Desde lo espiritual, son un grito del alma que busca llenar un vacío.
a) Vacío espiritual
- Muchas adicciones nacen cuando la persona siente que algo le falta en el alma: amor, propósito, sentido.
- Ese vacío se llena con sustancias, relaciones tóxicas o conductas repetitivas que anestesian el dolor.
b) Heridas del linaje
- Padres ausentes, abusos, abandono, violencia → generan fracturas en la energía de la persona.
- Las adicciones aparecen como intento de “medicina” para calmar esas heridas, aunque sea de forma destructiva.
c) Energía desalineada
- El cuerpo, la mente y el espíritu pierden coherencia.
- Se abre un campo donde se instalan energías densas (larvas, obsesiones, compulsiones).
d) Olvido de lo sagrado
- Cuando no hay conexión con la tierra, los ancestros o lo divino, el ser humano busca un “falso espíritu” en la sustancia.
¿Cómo ayuda la Ayahuasca?
a) Revela la raíz
- La persona ve con claridad el origen de su dolor: traumas, memorias familiares, emociones ocultas.

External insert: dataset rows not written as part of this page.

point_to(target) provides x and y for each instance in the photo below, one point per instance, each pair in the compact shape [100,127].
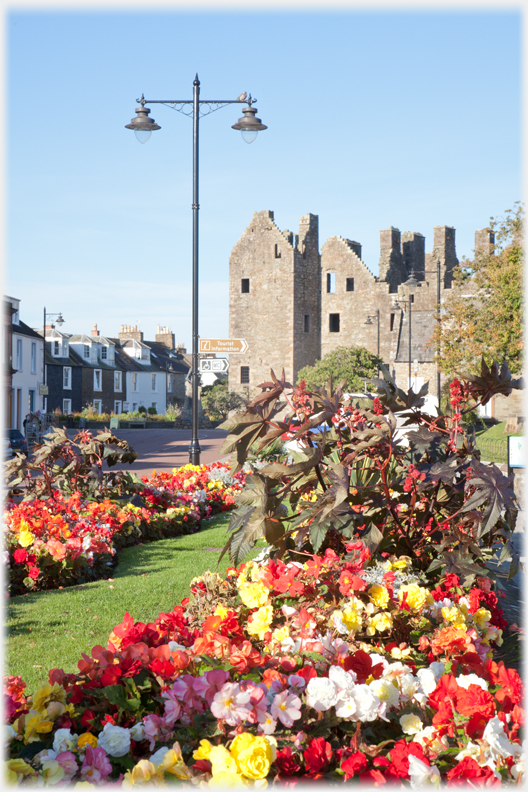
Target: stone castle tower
[294,304]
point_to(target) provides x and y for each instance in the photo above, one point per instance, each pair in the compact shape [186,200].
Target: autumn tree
[351,365]
[483,314]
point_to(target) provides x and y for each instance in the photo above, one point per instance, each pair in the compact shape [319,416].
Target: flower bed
[326,669]
[63,540]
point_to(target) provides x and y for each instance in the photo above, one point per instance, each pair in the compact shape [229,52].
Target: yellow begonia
[36,724]
[87,739]
[454,615]
[25,538]
[260,621]
[144,772]
[252,754]
[351,619]
[226,780]
[416,596]
[253,595]
[20,768]
[378,595]
[221,760]
[52,772]
[380,622]
[173,763]
[46,693]
[203,751]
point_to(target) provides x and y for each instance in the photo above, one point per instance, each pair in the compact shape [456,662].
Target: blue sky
[410,119]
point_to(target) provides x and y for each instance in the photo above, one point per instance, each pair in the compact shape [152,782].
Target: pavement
[164,449]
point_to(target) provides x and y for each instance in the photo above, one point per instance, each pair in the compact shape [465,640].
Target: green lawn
[50,629]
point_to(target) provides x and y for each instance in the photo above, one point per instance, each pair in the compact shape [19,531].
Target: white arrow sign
[225,345]
[213,364]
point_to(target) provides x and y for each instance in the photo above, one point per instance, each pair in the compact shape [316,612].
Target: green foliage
[218,402]
[483,315]
[426,496]
[72,466]
[348,365]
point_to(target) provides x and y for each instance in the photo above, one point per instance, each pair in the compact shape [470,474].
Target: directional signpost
[225,345]
[213,364]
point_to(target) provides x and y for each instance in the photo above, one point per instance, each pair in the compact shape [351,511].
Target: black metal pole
[438,350]
[410,340]
[194,448]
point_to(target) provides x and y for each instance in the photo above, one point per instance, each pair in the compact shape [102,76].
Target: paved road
[164,449]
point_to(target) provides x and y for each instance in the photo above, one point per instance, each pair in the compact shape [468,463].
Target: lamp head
[142,125]
[249,124]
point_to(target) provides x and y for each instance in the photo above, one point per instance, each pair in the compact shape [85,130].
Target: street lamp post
[60,321]
[143,126]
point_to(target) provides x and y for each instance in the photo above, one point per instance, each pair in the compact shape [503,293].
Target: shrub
[426,495]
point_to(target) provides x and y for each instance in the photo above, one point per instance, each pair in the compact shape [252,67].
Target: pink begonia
[172,706]
[231,704]
[208,685]
[68,762]
[152,725]
[267,724]
[287,708]
[96,766]
[258,701]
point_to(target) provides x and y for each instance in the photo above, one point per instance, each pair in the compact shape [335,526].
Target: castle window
[334,323]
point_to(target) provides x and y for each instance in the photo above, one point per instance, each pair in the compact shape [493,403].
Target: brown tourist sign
[226,345]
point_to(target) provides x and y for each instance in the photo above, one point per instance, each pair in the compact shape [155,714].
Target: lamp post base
[194,453]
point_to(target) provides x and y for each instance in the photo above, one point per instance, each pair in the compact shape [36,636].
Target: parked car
[17,440]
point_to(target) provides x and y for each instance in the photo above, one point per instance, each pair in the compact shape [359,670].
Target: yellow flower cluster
[248,759]
[146,772]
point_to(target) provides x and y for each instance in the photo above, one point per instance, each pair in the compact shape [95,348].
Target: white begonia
[408,685]
[368,705]
[114,740]
[465,680]
[346,707]
[64,740]
[321,694]
[411,724]
[137,732]
[158,757]
[421,774]
[343,680]
[428,737]
[499,744]
[427,680]
[438,669]
[386,691]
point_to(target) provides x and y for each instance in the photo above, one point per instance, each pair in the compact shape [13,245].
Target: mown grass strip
[50,629]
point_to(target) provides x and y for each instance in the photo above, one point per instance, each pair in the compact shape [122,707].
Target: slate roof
[22,329]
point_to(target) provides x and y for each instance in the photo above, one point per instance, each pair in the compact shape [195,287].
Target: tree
[351,365]
[217,402]
[483,316]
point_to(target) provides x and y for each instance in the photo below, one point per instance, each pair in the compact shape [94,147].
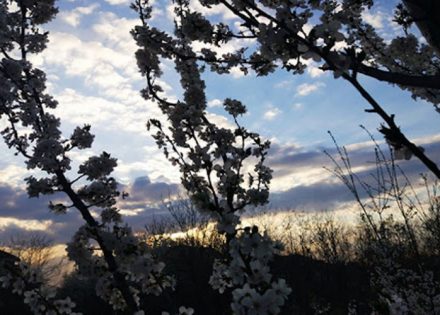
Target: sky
[92,72]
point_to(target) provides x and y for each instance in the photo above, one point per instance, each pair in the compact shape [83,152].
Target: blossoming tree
[330,33]
[124,265]
[105,246]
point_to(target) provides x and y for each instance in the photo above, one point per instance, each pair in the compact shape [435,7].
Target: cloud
[308,88]
[145,191]
[375,19]
[272,113]
[118,2]
[215,103]
[73,18]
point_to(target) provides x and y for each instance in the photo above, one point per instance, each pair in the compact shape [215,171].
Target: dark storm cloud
[144,190]
[326,195]
[145,196]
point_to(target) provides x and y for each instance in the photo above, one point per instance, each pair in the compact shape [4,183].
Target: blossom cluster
[103,247]
[41,299]
[213,162]
[247,272]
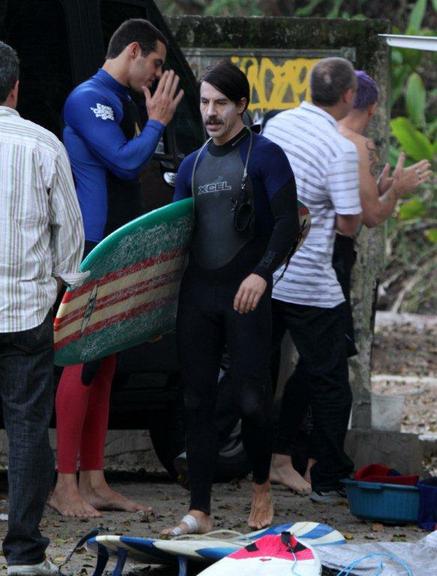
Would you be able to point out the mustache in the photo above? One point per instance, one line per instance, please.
(213, 120)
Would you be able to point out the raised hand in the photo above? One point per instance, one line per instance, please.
(407, 179)
(162, 105)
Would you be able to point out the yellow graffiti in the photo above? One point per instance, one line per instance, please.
(276, 86)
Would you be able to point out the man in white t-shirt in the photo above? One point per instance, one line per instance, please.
(307, 298)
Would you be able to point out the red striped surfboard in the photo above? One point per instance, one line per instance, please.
(131, 293)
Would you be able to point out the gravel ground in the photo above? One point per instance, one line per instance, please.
(412, 340)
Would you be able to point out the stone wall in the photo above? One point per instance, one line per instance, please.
(276, 54)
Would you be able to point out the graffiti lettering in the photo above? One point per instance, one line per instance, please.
(276, 86)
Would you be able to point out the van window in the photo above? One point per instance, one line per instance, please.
(37, 30)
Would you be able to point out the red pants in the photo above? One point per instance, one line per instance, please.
(82, 414)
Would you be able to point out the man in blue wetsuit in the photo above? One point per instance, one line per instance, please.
(108, 149)
(246, 224)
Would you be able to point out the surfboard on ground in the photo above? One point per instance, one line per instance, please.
(206, 548)
(271, 555)
(130, 295)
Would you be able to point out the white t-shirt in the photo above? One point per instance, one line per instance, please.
(325, 165)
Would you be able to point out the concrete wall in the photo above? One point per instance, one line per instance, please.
(277, 54)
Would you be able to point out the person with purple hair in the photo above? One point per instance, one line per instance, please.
(379, 191)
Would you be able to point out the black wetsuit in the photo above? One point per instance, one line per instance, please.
(220, 259)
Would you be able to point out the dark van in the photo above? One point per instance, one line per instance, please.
(60, 43)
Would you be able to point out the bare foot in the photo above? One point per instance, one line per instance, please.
(261, 510)
(195, 522)
(310, 464)
(95, 490)
(283, 472)
(67, 500)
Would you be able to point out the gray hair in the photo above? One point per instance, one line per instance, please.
(9, 70)
(330, 79)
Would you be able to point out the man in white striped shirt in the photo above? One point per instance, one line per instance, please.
(307, 297)
(42, 244)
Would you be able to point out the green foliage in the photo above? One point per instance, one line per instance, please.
(415, 99)
(416, 17)
(233, 8)
(414, 142)
(431, 235)
(412, 209)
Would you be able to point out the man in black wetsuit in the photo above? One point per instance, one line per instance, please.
(246, 226)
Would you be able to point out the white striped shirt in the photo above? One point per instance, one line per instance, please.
(41, 224)
(325, 165)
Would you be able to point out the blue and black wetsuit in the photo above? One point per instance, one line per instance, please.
(108, 149)
(220, 259)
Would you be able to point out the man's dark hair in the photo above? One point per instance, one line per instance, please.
(330, 79)
(135, 30)
(9, 70)
(229, 80)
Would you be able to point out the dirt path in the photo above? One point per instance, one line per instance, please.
(406, 350)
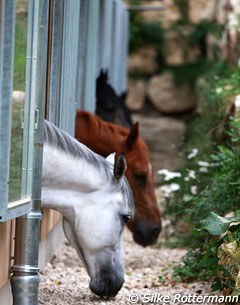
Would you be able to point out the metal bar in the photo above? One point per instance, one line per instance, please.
(25, 278)
(90, 70)
(145, 8)
(69, 65)
(104, 35)
(124, 70)
(7, 29)
(114, 73)
(55, 61)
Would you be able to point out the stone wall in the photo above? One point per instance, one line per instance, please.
(158, 86)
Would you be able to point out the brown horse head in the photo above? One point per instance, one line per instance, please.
(146, 225)
(105, 138)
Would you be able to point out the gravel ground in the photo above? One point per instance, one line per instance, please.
(65, 281)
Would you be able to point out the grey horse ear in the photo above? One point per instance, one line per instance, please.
(120, 166)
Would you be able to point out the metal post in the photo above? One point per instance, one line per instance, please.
(25, 278)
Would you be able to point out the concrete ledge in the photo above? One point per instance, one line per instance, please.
(54, 239)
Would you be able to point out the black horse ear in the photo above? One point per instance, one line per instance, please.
(133, 135)
(120, 166)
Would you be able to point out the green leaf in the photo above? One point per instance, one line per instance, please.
(215, 224)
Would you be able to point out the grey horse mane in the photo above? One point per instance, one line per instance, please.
(61, 140)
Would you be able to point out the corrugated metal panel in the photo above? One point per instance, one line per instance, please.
(7, 25)
(90, 65)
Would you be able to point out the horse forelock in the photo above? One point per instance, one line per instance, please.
(64, 142)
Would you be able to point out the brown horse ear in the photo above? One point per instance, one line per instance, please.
(133, 135)
(120, 166)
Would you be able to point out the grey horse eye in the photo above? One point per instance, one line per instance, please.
(126, 218)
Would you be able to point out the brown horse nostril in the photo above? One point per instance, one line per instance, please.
(155, 232)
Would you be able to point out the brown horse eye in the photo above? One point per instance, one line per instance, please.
(126, 218)
(140, 178)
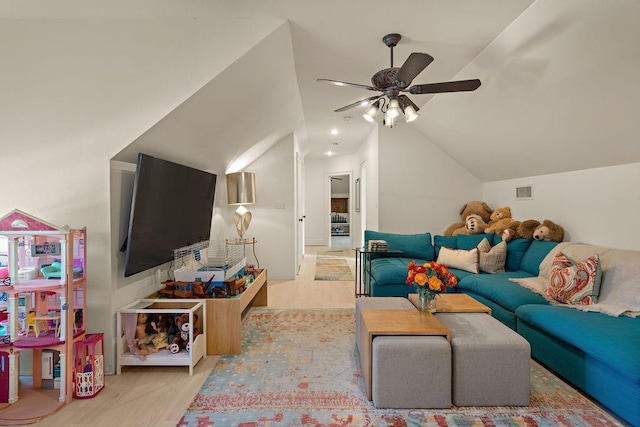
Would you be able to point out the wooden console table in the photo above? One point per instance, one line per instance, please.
(392, 322)
(454, 303)
(224, 316)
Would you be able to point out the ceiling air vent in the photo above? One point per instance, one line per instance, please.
(524, 193)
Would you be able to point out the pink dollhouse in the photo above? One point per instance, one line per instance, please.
(43, 306)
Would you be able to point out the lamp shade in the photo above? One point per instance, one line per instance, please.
(241, 188)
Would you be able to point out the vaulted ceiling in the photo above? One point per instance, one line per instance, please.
(222, 78)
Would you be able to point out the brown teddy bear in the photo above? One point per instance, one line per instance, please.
(511, 232)
(474, 224)
(500, 220)
(549, 230)
(471, 208)
(526, 228)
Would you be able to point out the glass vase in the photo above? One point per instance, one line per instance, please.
(427, 302)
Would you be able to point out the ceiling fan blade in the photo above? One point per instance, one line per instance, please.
(339, 83)
(405, 100)
(355, 104)
(456, 86)
(415, 63)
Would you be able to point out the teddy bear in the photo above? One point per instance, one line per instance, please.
(549, 230)
(471, 208)
(181, 338)
(143, 337)
(473, 224)
(526, 228)
(511, 232)
(500, 220)
(160, 323)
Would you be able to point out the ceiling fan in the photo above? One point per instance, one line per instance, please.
(393, 81)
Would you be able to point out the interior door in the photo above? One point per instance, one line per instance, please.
(299, 212)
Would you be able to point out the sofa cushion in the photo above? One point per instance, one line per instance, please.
(516, 250)
(534, 255)
(498, 288)
(392, 270)
(450, 242)
(466, 260)
(574, 282)
(468, 241)
(413, 245)
(492, 259)
(615, 341)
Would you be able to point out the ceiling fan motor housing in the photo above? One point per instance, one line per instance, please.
(384, 79)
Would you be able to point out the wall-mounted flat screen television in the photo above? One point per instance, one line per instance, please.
(172, 207)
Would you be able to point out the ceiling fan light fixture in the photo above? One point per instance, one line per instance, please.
(389, 121)
(410, 114)
(370, 115)
(394, 109)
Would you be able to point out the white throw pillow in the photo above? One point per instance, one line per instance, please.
(460, 259)
(492, 259)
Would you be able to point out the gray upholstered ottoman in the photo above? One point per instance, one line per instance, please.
(491, 362)
(411, 372)
(373, 303)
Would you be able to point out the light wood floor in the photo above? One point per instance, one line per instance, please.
(159, 396)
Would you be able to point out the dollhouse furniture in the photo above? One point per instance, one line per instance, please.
(89, 366)
(130, 355)
(42, 311)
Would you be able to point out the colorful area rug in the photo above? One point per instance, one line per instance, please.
(332, 268)
(300, 368)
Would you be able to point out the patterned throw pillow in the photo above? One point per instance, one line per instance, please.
(574, 282)
(492, 260)
(460, 259)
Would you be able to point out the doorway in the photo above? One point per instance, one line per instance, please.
(340, 210)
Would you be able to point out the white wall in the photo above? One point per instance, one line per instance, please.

- Ya no es un vacío inconsciente, sino un dolor visible que puede sanar.
b) Purga lo acumulado
- Vómito, llanto, sudor, diarrea = liberación del peso energético que sostenía la adicción.
- La purga no solo limpia el cuerpo, también “desprograma” la mente.
c) Reconecta con lo sagrado
- La planta devuelve a la persona el recuerdo de su espíritu, de su misión, de su conexión con la creación.
- Esto llena el vacío que antes ocupaba la adicción.
d) Alinea energéticamente
- Restablece el equilibrio entre cuerpo, mente y espíritu.
- La persona recupera fuerza vital (voluntad) y claridad de pensamiento.
e) Activa la voluntad
- No quita la adicción mágicamente: despierta en la persona la decisión profunda de cambiar.
- La medicina abre la puerta, pero el trabajo posterior es lo que sostiene la sobriedad.
Síntesis
Las adicciones provienen de la desconexión: con uno mismo, con los ancestros, con lo divino.
La ayahuasca ayuda porque revela la raíz, purga lo acumulado, reconecta con lo sagrado y devuelve la voluntad.
Pero es importante subrayar: la planta no sustituye al compromiso del caminante. Es un inicio poderoso, no el final del camino.